Defining Fear
Feb 15, 2023Fear helps us to define our boundaries. We have to use this fear, rather than allow ourselves to be overcome by the fear. In order to do that, we need to understand the nature of our fears, and what they are indicating. Boundaries define what is our property to own, and what is not our property to own. Imagine a boundary line that surrounds not just your possessions, but also your thoughts, desires, cares, actions, choices, and values. We should fear things that would harm or diminish any of those things, and respond to that fear by setting boundaries that protect what is ours to own.
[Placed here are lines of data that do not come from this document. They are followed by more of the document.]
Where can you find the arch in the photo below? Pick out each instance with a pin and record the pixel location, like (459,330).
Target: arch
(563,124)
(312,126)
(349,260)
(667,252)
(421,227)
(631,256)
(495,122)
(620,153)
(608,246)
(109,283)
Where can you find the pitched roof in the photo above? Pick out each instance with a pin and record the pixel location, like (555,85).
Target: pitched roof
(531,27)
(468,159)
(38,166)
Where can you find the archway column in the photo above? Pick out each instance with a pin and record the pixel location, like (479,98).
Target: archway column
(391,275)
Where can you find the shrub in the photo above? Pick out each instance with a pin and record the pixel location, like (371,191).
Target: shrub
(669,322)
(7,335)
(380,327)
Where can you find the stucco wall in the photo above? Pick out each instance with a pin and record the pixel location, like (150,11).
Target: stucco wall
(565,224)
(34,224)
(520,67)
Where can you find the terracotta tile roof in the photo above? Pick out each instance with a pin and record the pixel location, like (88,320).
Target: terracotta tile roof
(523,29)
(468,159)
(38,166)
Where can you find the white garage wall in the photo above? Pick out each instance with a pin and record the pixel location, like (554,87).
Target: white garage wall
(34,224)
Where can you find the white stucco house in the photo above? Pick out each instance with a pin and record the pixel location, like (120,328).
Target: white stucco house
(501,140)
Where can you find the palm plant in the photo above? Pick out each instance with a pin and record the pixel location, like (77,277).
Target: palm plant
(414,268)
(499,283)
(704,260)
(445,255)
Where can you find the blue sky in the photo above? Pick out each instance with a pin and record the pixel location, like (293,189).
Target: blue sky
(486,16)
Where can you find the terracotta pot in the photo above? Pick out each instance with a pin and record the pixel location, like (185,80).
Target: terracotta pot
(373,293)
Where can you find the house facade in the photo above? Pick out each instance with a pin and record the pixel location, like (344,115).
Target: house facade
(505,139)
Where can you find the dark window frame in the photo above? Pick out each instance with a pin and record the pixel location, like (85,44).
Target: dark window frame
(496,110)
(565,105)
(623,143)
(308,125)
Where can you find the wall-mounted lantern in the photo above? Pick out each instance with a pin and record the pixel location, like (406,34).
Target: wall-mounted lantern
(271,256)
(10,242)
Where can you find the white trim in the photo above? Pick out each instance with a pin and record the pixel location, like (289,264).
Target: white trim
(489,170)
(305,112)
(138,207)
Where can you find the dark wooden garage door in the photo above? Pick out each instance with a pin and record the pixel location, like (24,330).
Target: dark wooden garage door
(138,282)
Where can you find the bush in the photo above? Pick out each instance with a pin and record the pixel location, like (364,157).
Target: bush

If we do not properly understand the fear that we feel, we run the risk of letting fear dictate our boundaries in a negative direction. For example, if we have a fear of being alone, we may find ourselves tolerating disrespectful or dangerous treatment from others so that we do not have to face the fear of being alone.
Feeling fear is normal. We respond with a fight, flight, or freeze response to our fears. Either we push against the experience, move away from it, or get paralyzed by it. We might find ourselves saying 'no' all the time out of fear, and having tiny boundaries that constrict our lives. Or on the other hand, if we allow our boundaries to be too open, we may invite a lot of things that will harm us into our lives. If we have the appropriate amount of fear of the right things and respond accordingly, we can use fear as a diagnostic for setting healthy boundaries.
Key concepts:
-Fear is a diagnostic. Be afraid of the right things.
-When it comes to boundaries, what you have to be afraid of is not setting the boundary, but what happens if you do set it or don't set it.
-If you listen to fear that tells you something will be difficult or that you might fail, you will not grow or get what you want. Say instead: "What happens if I don't do this?"
-Diagnose your fear. Is it good fear? Fear of losing something good is good fear.